Sample compatibility with ultrahigh pressure is another issue. Ultrahigh pressure is not much concern for small molecules, but proteins and aggregates are known to change structure with very high pressure.1 Protein aggregates can be disrupted by hydrostatic pressure as low as 2000 bar. Disaggregation may even start at lower pressure for some. Further, protein folding is also known to be pressure sensitive. High hydrostatic pressure unfolds and thus exposes the hydrophobic patches that are responsible for tertiary structure. An RPLC packing, with avidity for hydrophobic regions, could shift the thermodynamics of the unfolding process. Worse, this could change as a protein transits down the column. The highest pressure is at the column inlet.
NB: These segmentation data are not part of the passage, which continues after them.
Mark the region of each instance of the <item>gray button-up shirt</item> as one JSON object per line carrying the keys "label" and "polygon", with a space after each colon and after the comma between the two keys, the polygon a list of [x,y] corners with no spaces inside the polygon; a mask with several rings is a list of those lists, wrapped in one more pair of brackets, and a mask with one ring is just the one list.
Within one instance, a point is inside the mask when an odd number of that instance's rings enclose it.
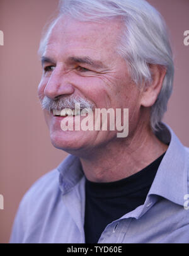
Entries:
{"label": "gray button-up shirt", "polygon": [[[98,243],[189,243],[189,150],[168,125],[157,136],[169,145],[144,204],[107,225]],[[79,159],[69,156],[26,193],[10,242],[84,243],[84,184]]]}

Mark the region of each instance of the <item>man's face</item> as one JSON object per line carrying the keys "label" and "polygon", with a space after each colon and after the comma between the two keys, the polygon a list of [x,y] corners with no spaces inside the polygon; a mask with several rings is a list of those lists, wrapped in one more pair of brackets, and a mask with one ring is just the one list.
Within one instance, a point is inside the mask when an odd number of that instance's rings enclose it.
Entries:
{"label": "man's face", "polygon": [[[140,91],[131,81],[125,61],[116,51],[122,28],[118,20],[94,23],[60,18],[43,55],[40,99],[80,96],[94,108],[129,108],[129,129],[134,129],[139,119]],[[116,131],[63,131],[63,117],[47,110],[44,114],[52,144],[68,152],[89,150],[120,139]],[[81,120],[84,118],[81,117]]]}

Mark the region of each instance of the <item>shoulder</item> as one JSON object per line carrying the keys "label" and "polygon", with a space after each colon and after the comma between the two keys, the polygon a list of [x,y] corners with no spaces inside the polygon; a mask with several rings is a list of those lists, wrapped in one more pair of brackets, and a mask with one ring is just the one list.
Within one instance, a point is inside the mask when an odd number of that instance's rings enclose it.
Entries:
{"label": "shoulder", "polygon": [[[59,173],[57,169],[38,178],[26,191],[20,204],[20,208],[30,211],[38,206],[49,202],[59,192]],[[49,199],[49,200],[48,200]]]}

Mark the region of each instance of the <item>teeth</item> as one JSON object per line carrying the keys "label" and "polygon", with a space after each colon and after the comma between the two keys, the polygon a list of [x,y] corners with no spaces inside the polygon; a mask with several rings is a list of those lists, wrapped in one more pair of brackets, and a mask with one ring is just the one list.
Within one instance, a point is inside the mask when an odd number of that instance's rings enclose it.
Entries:
{"label": "teeth", "polygon": [[60,116],[66,117],[66,115],[73,115],[73,112],[70,108],[64,108],[61,110]]}
{"label": "teeth", "polygon": [[60,111],[57,110],[56,109],[53,109],[52,110],[52,113],[54,115],[60,115]]}
{"label": "teeth", "polygon": [[[87,112],[87,111],[86,112]],[[81,113],[79,108],[73,110],[71,110],[71,108],[64,108],[62,110],[53,109],[52,113],[54,115],[59,115],[60,117],[66,117],[67,115],[79,115]]]}

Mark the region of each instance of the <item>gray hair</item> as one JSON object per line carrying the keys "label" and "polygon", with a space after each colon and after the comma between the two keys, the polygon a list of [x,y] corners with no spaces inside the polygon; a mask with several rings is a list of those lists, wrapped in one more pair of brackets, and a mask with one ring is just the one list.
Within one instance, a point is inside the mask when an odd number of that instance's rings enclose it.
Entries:
{"label": "gray hair", "polygon": [[166,69],[161,90],[151,107],[151,125],[155,132],[167,109],[174,77],[174,63],[166,26],[160,13],[145,0],[60,0],[59,15],[40,44],[43,52],[51,29],[62,15],[79,21],[101,21],[120,18],[125,24],[117,52],[124,58],[132,80],[150,84],[150,64]]}

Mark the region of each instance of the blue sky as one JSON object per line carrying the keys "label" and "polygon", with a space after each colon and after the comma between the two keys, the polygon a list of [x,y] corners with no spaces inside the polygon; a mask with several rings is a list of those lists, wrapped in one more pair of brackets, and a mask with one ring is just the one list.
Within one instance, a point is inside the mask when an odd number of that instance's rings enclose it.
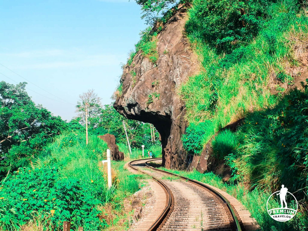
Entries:
{"label": "blue sky", "polygon": [[[140,13],[133,0],[1,1],[0,63],[39,87],[27,87],[36,103],[69,120],[88,89],[111,102],[120,64],[146,27]],[[1,65],[0,73],[28,82]]]}

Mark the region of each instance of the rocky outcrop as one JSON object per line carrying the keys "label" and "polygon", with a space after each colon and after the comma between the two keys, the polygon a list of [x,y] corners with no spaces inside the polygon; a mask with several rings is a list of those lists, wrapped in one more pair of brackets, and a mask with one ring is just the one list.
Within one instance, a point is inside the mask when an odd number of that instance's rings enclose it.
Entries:
{"label": "rocky outcrop", "polygon": [[99,136],[98,137],[107,143],[107,146],[110,150],[111,160],[118,161],[124,159],[124,153],[119,151],[118,145],[116,144],[116,137],[114,136],[107,133],[103,136]]}
{"label": "rocky outcrop", "polygon": [[[140,51],[131,65],[125,66],[120,80],[122,93],[114,105],[128,119],[152,124],[160,135],[163,165],[180,169],[186,169],[192,158],[182,147],[180,137],[187,121],[176,89],[197,69],[183,35],[186,19],[186,9],[180,8],[159,34],[157,65]],[[153,94],[152,102],[149,95]]]}

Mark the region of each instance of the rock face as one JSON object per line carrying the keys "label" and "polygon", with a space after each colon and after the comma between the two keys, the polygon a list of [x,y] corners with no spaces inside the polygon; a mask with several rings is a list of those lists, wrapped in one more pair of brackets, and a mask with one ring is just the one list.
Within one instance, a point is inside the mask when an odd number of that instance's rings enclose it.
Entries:
{"label": "rock face", "polygon": [[124,154],[119,151],[119,148],[116,144],[116,137],[111,134],[105,134],[99,136],[98,137],[107,143],[107,145],[110,150],[111,160],[122,160],[124,159]]}
{"label": "rock face", "polygon": [[[157,65],[140,51],[132,64],[124,67],[120,80],[122,95],[114,105],[128,119],[152,124],[160,135],[163,165],[179,169],[185,169],[192,157],[188,156],[180,139],[187,121],[176,88],[195,73],[197,66],[183,35],[186,10],[180,8],[159,34]],[[136,76],[130,74],[133,71]],[[153,93],[159,97],[153,97],[151,102],[148,96]]]}

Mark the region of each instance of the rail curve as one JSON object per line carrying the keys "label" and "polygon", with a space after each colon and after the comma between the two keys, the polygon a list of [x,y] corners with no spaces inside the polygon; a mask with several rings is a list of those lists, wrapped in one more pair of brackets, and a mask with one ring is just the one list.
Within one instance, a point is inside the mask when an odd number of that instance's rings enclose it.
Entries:
{"label": "rail curve", "polygon": [[[188,227],[189,225],[191,225],[191,216],[187,215],[189,213],[189,208],[191,210],[192,207],[195,210],[198,208],[202,208],[201,209],[203,209],[203,207],[208,206],[209,208],[207,211],[207,213],[209,214],[207,219],[208,224],[206,225],[208,226],[206,229],[203,229],[201,227],[201,230],[243,231],[245,230],[240,219],[239,220],[237,211],[234,209],[228,200],[218,191],[199,181],[157,169],[149,165],[149,162],[150,162],[161,159],[161,158],[156,158],[136,160],[130,162],[128,164],[129,166],[133,169],[152,176],[153,179],[164,189],[166,194],[168,201],[166,203],[166,207],[158,219],[148,229],[148,231],[196,230],[195,227],[192,227],[191,229]],[[136,163],[138,164],[139,166],[136,165]],[[143,167],[146,168],[143,168],[141,167]],[[149,170],[153,171],[150,172]],[[166,175],[169,175],[182,180],[182,184],[179,186],[180,189],[174,188],[174,184],[167,185],[165,182],[164,182],[163,180],[158,179],[160,176],[161,177],[163,175],[165,176],[163,177],[165,178]],[[188,205],[185,203],[187,204],[187,200],[190,199],[181,198],[181,195],[178,192],[181,191],[182,191],[182,193],[184,193],[184,195],[190,193],[191,191],[192,194],[194,193],[194,197],[197,197],[199,200],[203,200],[203,202],[199,203],[196,199],[196,201],[192,204],[192,206],[191,205]],[[197,196],[196,197],[196,195]],[[191,200],[192,199],[193,200],[193,198],[192,195],[189,198]],[[178,207],[174,208],[175,201],[177,200]],[[188,204],[191,204],[192,203],[188,202]],[[225,214],[224,214],[224,213]],[[201,216],[202,215],[201,212]],[[219,218],[221,217],[223,218]],[[217,217],[219,219],[217,219]],[[201,217],[200,221],[201,223],[203,222],[202,219]],[[211,221],[211,219],[213,221]],[[184,223],[186,226],[181,223]],[[228,224],[229,225],[227,225]],[[222,225],[220,226],[219,225],[220,224]]]}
If the pressure is high enough, the protein might start to unfold, exposing usually inaccessible hydrophobic patches for interaction with the stationary phase, but near the exit, the pressure is much less, which could allow the protein to refold, partially or totally. This transition of the form of the analyte along the column would certainly give peaks with a nonideal shape. In a quick search online, I could not find any report on the effect of high-pressure mobile phases on protein structure during chromatography. However, if high pressure turns out to be a real problem for separation of large proteins, perhaps field flow fractionation (FFF) can fill the void.
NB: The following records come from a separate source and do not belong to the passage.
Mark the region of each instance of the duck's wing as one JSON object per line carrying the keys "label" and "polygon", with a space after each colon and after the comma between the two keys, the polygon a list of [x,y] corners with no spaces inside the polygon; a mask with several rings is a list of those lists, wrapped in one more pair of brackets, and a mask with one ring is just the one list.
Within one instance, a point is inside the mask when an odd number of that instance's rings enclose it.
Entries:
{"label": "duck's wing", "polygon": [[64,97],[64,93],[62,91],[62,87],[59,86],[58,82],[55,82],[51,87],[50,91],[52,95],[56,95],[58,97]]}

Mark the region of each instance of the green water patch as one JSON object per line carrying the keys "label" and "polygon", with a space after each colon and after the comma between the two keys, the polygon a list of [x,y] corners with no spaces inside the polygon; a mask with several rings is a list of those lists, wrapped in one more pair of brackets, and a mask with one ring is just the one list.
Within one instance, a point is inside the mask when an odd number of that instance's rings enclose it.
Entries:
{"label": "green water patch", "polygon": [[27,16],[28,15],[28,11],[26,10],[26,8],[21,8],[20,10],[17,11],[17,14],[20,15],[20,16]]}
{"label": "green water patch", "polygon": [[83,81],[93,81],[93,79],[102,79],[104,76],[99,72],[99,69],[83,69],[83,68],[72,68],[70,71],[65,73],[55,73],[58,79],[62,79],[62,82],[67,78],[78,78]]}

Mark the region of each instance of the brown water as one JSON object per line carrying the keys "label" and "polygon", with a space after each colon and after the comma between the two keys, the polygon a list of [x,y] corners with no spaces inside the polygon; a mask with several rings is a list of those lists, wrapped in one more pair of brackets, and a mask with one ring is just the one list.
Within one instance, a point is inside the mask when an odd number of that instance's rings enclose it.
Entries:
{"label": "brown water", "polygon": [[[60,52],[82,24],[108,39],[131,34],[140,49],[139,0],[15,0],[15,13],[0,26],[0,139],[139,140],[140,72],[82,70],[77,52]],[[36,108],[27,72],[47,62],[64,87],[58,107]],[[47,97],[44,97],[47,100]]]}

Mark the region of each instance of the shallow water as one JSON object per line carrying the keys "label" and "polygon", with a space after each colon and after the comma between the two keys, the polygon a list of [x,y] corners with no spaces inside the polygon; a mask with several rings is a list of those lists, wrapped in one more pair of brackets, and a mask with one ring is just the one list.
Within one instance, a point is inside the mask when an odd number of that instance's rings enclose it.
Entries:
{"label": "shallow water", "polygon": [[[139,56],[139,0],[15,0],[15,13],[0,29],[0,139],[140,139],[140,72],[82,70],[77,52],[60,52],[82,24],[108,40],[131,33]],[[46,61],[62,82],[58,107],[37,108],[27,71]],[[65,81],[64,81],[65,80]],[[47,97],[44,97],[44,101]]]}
Short column lifetime is often expressed as a concern. Columns for UHPLC are usually priced at 20% or so higher than the corresponding columns for a legacy instrument. Yes, this compares a 2.1-mm for UHPLC with a similar phase in a 4-mm-diameter column. Early war stories from UPLC detractors reported that UPLC columns did not last as long as conventional technology. Waters countered that this may be true occasionally, but during their useful life, UPLC columns ran many more samples due to the short run time. So, both can be true. My limited interviews with UHPLC users indicate that column lifetime is seldom more of a problem with UHPLC.
If short column lifetime should be an issue for a sample, several vendors suggest filtering the mobile phase and the sample through 0.2-μm filters. This will remove the particulates that are usually responsible for plugging the column. Most vendors have kits for the mobile phase as well as sample filtration.
Fittings are another consideration. Initially, the fittings were a very weak point in the UPLC chromatograph. The ferrules could slip, which let the tubing pull back or in extreme cases pull out of the fitting. Fortunately, the latter was rare, but ferrule creep did occur. The loss in column efficiency was easy to recognize and fix. Now, several firms have solved the problem with new designs. Dionex (Santa Clara, CA) introduced the Viper™ fitting, which provides a reliable connection by design, every time. Optimize Technologies (Oregon City, OR) has a novel double ferrule that bites into the tubing wall even with only finger-tightening.
Shimadzu Scientific Instruments (Columbia, MD) introduced a novel omega flow path in the HPLC injector of the Nexera. This keeps the sealing surfaces of the injection valve flat. In contrast, conventional designs have about one-third of the rotor seals at system pressure, but the remainder is at ambient. This could tilt the seals and increase wear, and ultimately leaks.